Differences from the original PPO implementation [2]:
- Total timesteps increased: 2e6 -> 4e6
- Max grad norm increased: .5 -> 5
- Entropy coefficient increased: 0 -> .01
- Hidden layer size increased: 64 -> 512
- Learning rate annealing disabled (it had no positive effect on performance)
- Batch size increased: 2048 -> 2048 * 20

## Model architecture

The model consists of two networks, one actor network and one critic network, that both consist of three fully connected layers, with hidden layers having size 512.

The actor network takes in inputs of size (n_batch, n_observations) and outputs values of size (n_batch, n_actions) with each value between -1 and 1. The values represent the means of each of the four action components and are used to sample action values from a normal distribution. The actor network uses ReLU activations for the initial layers to maximize learning stability, and uses a tanh output activation to scale values between -1 and 1.

The critic network also takes in inputs of size (n_batch, n_observations), but outputs values of size (n_batch, 1) that represent the predicted value of the observation. The critic net also uses ReLU activations between layers and does not require the last tanh layer.

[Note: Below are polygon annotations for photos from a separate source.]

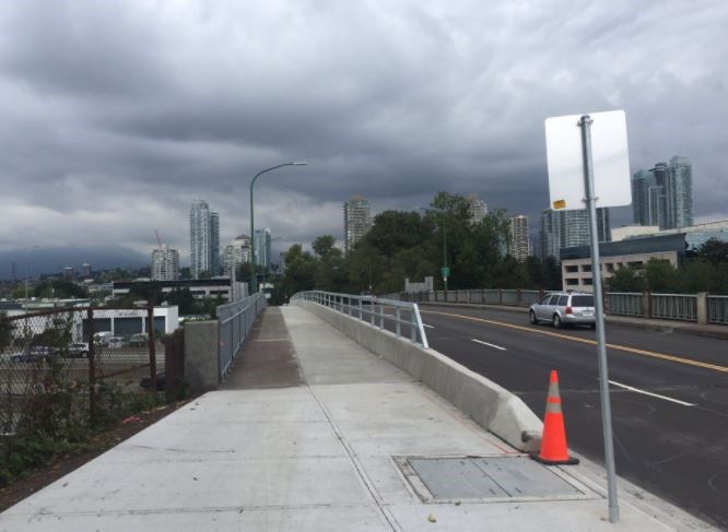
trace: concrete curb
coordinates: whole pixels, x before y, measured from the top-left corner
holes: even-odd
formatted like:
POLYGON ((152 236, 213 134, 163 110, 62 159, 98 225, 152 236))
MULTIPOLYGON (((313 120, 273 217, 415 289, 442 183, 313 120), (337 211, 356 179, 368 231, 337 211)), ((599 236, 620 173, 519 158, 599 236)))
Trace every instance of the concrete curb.
POLYGON ((295 302, 369 351, 420 380, 481 427, 525 452, 538 450, 543 423, 518 397, 435 350, 310 302, 295 302))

For convenience in training code, the network module provides a helper function `get_action_and_value` that returns the sampled action, log probabilities of the action, entropies of the action distributions, and predicted values from the critic.

## Learning curve

The agent achieved an average score of 30 in less than 1500 total episodes.

![](learning_curve.png)

## Future work

- Different network architectures and network sizes can be experimented with to find the best fit for the current problem. Batch normalization may also help stabilize learning.
- The agents' performances peak at below 38. Perhaps the entropy coefficient can be annealed to 0 to reduce exploration in the later stages of learning and thereby improve peak performance.
- Observation and reward normalization can also help to stabilize training performance

## References

- [1] https://arxiv.org/pdf/1707.06347.pdf Schulman, John, Filip Wolski, Prafulla Dhariwal, Alec Radford, and Oleg Klimov. "Proximal policy optimization algorithms." arXiv preprint arXiv:1707.06347 (2017).
- [2] https://github.com/vwxyzjn/ppo-implementation-details/blob/main/ppo_continuous_action.py
- [3] https://www.youtube.com/watch?v=ySenCHPsKJU&list=PL_iWQOsE6TfX7MaC6C3HcdOf1g337dlC9&index=38&ab_channel=RAIL Berkeley CS285 Lecture 9, Part 1
- [4] https://www.youtube.com/watch?v=ySenCHPsKJU&list=PL_iWQOsE6TfX7MaC6C3HcdOf1g337dlC9&index=38&ab_channel=RAIL Berkeley CS285 Lecture 9, Part 2
- [5] https://openreview.net/forum?id=r1etN1rtPB Logan, Engstrom, Ilyas Andrew, Santurkar Shibani, Tsipras Dimitris, Janoos Firdaus, Rudolph Larry, and Madry Aleksander. "Implementation matters in deep RL: A case study on PPO and TRPO." In International Conference on Learning Representations. 2019.
- [6] https://openreview.net/forum?id=nIAxjsniDzg Andrychowicz, Marcin, Anton Raichuk, Piotr Stańczyk, Manu Orsini, Sertan Girgin, Raphaël Marinier, Leonard Hussenot et al. "What matters for on-policy deep actor-critic methods? a large-scale study." In International conference on learning representations. 2021.